Anna Karenina Part 5, Chapters 14-20
Kitty and Levin are fighting a great deal, but their fights are not bad. Instead, they are productive and aid in the building process of their life together. Just when the fighting begins to die down, they receive word from Moscow that Nicholas is dying. Much to Levin's surprise, Kitty demands that she go with him to see his brother. Once they arrive, Levin becomes extremely upset. He is sad about his brother, but also about the poor quarters and the presence of Masha, his brother's girlfriend. Levin stagnates, while Kitty expertly aids Nicholas.
"Levin could not look calmly at his brother; he could not himself be natural and calm in his presence. When he went in to the sick man, his eyes and his attention were unconsciously dimmed, and he did not see and did not distinguish the details of his brother's condition. He smelled the awful odor, saw the dirt, disorder, and miserable condition, and heard the groans, and felt that nothing could be done to help. It never entered his head to analyze the details of the sick man's situation...But Kitty thought, and felt, and acted quite differently. On seeing the sick man, she pitied him.
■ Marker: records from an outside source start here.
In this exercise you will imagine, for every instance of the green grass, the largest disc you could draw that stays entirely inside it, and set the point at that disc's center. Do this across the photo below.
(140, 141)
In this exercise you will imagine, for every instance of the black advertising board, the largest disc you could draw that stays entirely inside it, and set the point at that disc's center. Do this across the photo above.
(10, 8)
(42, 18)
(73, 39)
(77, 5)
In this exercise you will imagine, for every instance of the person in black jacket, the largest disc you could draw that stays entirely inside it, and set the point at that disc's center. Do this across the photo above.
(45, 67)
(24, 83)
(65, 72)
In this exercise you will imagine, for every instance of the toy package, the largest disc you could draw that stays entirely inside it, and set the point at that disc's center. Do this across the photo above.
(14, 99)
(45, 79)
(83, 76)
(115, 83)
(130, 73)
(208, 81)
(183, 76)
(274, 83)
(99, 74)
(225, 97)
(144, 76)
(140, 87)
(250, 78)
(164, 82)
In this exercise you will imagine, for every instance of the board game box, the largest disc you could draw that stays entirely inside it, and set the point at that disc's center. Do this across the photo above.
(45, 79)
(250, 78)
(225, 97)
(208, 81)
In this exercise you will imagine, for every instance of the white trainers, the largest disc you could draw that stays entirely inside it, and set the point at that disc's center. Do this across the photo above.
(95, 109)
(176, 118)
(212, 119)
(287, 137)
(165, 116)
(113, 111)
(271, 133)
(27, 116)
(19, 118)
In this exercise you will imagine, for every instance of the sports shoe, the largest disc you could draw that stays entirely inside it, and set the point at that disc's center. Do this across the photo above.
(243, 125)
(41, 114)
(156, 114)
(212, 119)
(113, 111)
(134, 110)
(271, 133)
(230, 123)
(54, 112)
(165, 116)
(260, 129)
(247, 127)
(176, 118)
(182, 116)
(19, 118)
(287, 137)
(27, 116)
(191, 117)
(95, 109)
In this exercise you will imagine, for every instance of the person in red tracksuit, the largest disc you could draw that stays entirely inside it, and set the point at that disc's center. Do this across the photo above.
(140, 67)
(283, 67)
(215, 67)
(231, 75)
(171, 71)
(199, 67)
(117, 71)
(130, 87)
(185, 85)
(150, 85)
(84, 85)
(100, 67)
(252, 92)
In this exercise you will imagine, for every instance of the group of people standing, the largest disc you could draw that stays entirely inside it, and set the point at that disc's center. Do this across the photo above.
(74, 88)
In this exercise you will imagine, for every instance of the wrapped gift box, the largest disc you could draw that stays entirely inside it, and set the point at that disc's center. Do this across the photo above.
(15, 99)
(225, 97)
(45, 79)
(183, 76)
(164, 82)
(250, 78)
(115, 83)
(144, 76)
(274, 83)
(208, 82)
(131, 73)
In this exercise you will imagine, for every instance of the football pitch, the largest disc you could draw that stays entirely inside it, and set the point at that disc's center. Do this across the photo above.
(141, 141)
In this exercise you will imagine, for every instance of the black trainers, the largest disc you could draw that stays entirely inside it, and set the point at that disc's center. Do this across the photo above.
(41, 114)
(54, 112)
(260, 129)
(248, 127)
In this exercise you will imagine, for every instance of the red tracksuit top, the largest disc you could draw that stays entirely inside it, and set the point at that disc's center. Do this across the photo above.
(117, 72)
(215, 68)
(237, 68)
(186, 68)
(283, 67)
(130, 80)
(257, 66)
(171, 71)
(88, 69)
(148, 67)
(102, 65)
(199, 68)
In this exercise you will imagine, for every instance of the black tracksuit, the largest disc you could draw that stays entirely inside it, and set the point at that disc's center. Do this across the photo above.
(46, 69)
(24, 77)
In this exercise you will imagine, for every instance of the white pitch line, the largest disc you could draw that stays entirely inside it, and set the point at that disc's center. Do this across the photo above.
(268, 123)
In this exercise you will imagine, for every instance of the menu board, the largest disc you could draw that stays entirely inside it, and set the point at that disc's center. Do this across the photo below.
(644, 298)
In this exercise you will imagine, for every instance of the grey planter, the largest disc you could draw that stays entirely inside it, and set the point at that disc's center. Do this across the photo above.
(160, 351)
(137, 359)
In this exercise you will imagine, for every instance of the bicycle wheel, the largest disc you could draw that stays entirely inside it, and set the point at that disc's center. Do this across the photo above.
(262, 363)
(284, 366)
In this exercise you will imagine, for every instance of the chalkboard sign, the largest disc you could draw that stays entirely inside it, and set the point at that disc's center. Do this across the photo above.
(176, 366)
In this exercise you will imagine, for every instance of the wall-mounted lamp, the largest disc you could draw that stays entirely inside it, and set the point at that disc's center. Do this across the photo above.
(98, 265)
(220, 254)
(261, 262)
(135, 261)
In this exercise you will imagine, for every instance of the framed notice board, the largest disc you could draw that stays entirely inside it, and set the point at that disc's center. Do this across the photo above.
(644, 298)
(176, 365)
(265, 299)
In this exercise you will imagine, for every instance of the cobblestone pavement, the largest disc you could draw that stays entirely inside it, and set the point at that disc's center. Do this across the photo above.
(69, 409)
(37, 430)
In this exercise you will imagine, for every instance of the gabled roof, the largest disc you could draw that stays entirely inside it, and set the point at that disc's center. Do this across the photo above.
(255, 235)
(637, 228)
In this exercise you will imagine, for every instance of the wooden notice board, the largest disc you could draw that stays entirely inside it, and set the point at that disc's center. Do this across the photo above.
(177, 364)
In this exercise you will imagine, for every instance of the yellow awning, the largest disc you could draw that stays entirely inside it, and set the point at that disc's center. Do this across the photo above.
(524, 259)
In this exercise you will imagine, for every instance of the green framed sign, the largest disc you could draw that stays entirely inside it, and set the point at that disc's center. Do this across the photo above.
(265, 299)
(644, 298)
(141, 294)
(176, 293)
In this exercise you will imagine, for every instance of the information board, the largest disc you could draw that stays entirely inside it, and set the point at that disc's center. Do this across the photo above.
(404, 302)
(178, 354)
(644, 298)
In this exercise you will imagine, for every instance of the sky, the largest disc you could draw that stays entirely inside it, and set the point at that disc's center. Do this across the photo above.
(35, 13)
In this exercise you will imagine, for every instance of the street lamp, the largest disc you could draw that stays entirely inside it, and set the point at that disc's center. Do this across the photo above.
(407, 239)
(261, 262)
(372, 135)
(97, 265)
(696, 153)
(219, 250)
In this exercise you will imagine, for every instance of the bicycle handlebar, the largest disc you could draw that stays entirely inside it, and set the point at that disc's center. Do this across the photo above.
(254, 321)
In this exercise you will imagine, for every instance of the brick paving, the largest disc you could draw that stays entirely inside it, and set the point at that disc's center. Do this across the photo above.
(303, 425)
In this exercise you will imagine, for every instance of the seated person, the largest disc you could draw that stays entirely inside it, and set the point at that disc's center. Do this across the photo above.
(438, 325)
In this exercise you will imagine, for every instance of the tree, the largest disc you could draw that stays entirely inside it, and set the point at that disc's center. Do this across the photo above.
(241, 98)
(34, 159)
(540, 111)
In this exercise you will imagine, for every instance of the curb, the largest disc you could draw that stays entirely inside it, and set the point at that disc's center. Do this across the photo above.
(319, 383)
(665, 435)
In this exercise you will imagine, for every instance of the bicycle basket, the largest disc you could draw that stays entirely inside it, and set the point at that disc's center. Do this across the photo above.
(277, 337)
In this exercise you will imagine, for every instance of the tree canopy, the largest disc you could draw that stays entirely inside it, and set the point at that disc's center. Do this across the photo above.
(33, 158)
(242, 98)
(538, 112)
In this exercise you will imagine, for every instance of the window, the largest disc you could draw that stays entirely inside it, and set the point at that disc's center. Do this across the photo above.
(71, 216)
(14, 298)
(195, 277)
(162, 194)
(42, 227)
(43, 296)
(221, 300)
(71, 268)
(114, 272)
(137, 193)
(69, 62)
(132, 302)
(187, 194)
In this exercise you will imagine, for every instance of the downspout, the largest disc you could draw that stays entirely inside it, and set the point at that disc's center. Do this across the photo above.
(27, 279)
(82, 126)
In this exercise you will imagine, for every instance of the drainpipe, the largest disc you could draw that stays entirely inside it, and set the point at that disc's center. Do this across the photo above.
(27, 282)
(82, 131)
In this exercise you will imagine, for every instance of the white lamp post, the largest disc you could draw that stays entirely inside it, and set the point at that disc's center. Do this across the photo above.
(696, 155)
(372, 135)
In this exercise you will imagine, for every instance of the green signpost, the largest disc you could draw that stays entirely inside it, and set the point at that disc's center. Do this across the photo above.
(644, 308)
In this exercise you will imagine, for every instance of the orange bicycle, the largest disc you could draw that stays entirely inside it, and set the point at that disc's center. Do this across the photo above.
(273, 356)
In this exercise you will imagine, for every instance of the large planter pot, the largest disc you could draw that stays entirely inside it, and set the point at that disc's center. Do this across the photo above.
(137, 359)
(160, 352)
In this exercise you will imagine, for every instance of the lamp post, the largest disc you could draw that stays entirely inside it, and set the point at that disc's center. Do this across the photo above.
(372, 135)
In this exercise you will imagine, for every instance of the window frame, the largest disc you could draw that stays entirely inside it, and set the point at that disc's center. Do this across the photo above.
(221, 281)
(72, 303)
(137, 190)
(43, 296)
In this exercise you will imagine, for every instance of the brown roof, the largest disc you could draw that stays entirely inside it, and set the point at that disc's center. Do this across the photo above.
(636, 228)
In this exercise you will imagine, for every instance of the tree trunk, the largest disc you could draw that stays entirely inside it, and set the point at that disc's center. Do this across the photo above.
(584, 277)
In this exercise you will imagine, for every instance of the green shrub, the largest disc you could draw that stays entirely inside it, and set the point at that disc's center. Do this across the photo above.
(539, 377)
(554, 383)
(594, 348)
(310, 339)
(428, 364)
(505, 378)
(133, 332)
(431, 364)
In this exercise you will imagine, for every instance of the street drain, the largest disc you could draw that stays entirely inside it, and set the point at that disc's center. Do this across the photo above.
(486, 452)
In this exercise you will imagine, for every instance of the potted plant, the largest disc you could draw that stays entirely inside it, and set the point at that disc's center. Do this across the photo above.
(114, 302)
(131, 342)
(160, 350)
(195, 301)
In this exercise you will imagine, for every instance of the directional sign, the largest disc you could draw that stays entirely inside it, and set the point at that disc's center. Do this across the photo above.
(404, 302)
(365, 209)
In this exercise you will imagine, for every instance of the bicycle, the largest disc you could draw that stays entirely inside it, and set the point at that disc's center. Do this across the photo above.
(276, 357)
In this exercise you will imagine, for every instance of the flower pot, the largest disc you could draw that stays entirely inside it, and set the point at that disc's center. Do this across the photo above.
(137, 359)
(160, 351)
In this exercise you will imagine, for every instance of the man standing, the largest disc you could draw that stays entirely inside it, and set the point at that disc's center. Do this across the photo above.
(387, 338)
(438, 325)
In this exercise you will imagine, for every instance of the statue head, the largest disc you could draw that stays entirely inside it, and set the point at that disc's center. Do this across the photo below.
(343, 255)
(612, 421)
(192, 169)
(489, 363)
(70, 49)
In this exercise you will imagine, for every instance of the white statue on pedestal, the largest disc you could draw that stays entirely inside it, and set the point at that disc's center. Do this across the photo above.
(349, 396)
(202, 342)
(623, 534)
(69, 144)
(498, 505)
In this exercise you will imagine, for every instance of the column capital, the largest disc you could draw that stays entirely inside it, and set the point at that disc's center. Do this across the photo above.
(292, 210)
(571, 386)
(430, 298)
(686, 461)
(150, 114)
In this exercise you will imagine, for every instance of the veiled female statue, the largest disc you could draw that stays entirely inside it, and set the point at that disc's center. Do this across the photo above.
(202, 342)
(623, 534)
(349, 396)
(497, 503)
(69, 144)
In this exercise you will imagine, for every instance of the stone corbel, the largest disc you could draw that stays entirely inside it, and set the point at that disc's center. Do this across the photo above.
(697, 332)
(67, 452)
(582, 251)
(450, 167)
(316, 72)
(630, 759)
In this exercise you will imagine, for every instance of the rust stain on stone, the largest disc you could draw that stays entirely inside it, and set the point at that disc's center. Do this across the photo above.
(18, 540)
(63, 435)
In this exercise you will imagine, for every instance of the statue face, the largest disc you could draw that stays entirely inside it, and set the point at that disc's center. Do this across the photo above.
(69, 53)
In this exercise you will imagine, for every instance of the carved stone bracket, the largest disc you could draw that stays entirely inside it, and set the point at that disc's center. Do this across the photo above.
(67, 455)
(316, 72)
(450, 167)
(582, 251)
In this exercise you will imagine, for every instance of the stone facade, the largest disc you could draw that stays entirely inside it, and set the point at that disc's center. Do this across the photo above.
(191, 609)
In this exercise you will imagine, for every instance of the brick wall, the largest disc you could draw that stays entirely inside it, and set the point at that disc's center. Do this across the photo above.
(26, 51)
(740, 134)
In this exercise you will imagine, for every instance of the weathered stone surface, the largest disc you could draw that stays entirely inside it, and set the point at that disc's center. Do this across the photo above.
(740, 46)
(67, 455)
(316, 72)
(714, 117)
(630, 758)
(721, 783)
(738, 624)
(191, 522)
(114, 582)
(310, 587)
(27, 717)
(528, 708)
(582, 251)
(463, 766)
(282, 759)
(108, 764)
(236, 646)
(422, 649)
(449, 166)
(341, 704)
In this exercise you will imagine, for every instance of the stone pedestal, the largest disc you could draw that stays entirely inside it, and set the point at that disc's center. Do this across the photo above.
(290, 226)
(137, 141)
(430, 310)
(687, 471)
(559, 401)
And pity in her womanly heart did not arouse at all that feeling of horror and loathing that it aroused in her husband, but a desire to act, to find out the details of his condition, and to remedy them." Part 5, Chapter 18, pg. 518
She has Nicholas moved to a better room, one with fresh sheets, and she cleanses him. Kitty even gets along well with Masha. We see here the contrast between Levin and Kitty. Just as before, Levin tries to intellectualize the situation, while Kitty only knows how to "emotionalize" it. Her intuition tells her what to do. Levin realizes here that he needs to learn how to be more like Kitty. Their love will keep him faithful.
Nicholas dies in Chapter 20, the only chapter in the novel to bear a title: "Death." Just afterwards, though, Kitty learns she is pregnant, uniting the themes of birth and death.